LPF Donation via Stripe | LPF Donation - Other Methods

Links below open in new window

ArcticMyst Security by Avery

Lasers in communications engineering

Joined
Apr 4, 2009
Messages
23
Points
0
I have heard that lasers are used in communications engineering, but how does that work and where are the lasers exactly, in which gadgetry and why they are there?
 





Joined
Nov 7, 2008
Messages
5,725
Points
0
Light can be used to transmit information just like radio waves can. To transmit information using radio waves the radio energy is modulated, which means the information is superimposed on the radio (RF) energy by varying its power levels. The same can be done with light up to even higher frequencies than RF will allow due to the shorter wavelength. By varying the intensity of the light, it is possible to attach information to the optical energy. The faster we vary the intensity of the light, the more information we can transmit in a shorter time.

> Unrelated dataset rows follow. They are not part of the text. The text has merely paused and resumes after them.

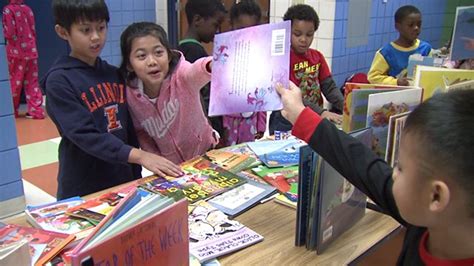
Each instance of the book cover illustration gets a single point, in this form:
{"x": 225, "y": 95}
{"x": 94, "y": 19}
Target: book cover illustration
{"x": 391, "y": 135}
{"x": 383, "y": 105}
{"x": 277, "y": 153}
{"x": 213, "y": 234}
{"x": 231, "y": 161}
{"x": 241, "y": 198}
{"x": 436, "y": 80}
{"x": 284, "y": 179}
{"x": 247, "y": 63}
{"x": 462, "y": 43}
{"x": 355, "y": 107}
{"x": 341, "y": 204}
{"x": 43, "y": 245}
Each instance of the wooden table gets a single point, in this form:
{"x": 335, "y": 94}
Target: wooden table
{"x": 276, "y": 223}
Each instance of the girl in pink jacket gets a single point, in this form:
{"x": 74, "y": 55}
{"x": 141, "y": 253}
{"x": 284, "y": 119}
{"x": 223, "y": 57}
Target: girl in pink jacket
{"x": 22, "y": 56}
{"x": 163, "y": 94}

This technology is mainly found in fiber-optic data transmission equipment (switches, hubs, etc.) for computer networks.
 
Joined
Apr 4, 2009
Messages
23
Points
0
Very good answer..,

is it then possible to get internet by a fiber-optic, it must be very fast ( the light speed -300000km/h-)?? :)
 
Joined
Nov 7, 2008
Messages
5,725
Points
0
^Some people do pay big $$ to have dedicated fiber lines installed in their homes and offices. And yes, it is very fast..
 
Joined
Aug 25, 2007
Messages
2,007
Points
63
The whole, enire internet runs on fiber optics, the fiber optics are just on the backbone. Cable/DSL companies have fiber running to an area, like a town maybe, and then use copper TV cable or phone lines to finish the trip to your house. Nowadays, Verizon (and maybe some others) are beginning to roll out FiOS, which will run fiber optics all the way into your house, and yes, it is fast.

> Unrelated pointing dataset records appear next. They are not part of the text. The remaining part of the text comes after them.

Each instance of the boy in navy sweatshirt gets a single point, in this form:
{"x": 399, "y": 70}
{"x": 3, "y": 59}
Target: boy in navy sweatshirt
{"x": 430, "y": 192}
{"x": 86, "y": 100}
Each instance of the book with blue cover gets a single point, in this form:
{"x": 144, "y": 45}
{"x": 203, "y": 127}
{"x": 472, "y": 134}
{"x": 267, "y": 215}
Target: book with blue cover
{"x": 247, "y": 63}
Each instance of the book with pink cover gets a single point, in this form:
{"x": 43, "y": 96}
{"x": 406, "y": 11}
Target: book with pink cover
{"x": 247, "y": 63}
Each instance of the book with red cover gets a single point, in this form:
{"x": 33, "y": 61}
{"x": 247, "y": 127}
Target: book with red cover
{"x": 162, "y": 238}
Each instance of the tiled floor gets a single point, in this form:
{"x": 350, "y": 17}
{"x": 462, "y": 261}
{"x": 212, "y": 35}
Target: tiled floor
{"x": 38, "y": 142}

Fiber optic cables are utilized using lasers emitting at 1550nm, well into the IR and away from visible. They use 1550nm because there is a minimum in the absorption curve for the glass that comprises the fiber optic cable. Here's an ok chart that shows this, the the minimum in loss in the glass occurring at 1550nm:

atten_curve.gif


The cables also use a phenomenon called "total internal reflection" to keep the light in the cable, but that's not so much laser-related as it is just optics-related.
 
Joined
Apr 4, 2009
Messages
23
Points
0
If you find please post , it's very interesting .
And how works this fiber-optics, there must be mirrors in it , or ?
 
Joined
Aug 25, 2007
Messages
2,007
Points
63
It's simply very long strands of glass. More precisely, it's a very long strand/tube of glass, that's inside a different kind of glass. Think...corndog, or Twinkie, or something else like that. Light goes into the inner cylinder of glass, and if the strand is done correctly with one kindof glass around the inner cylinder, it won't leave the inner cylinder. It'll bounce off the wall between the 2 kinds of glass, and always stay in the inner cylinder, and travel all the way to the other end. There is always some loss along the way, so there'll be signal amplifiers along the way if it's a very long trip.

That's a terrible description, pictures help, but I'm not at my computer at the moment.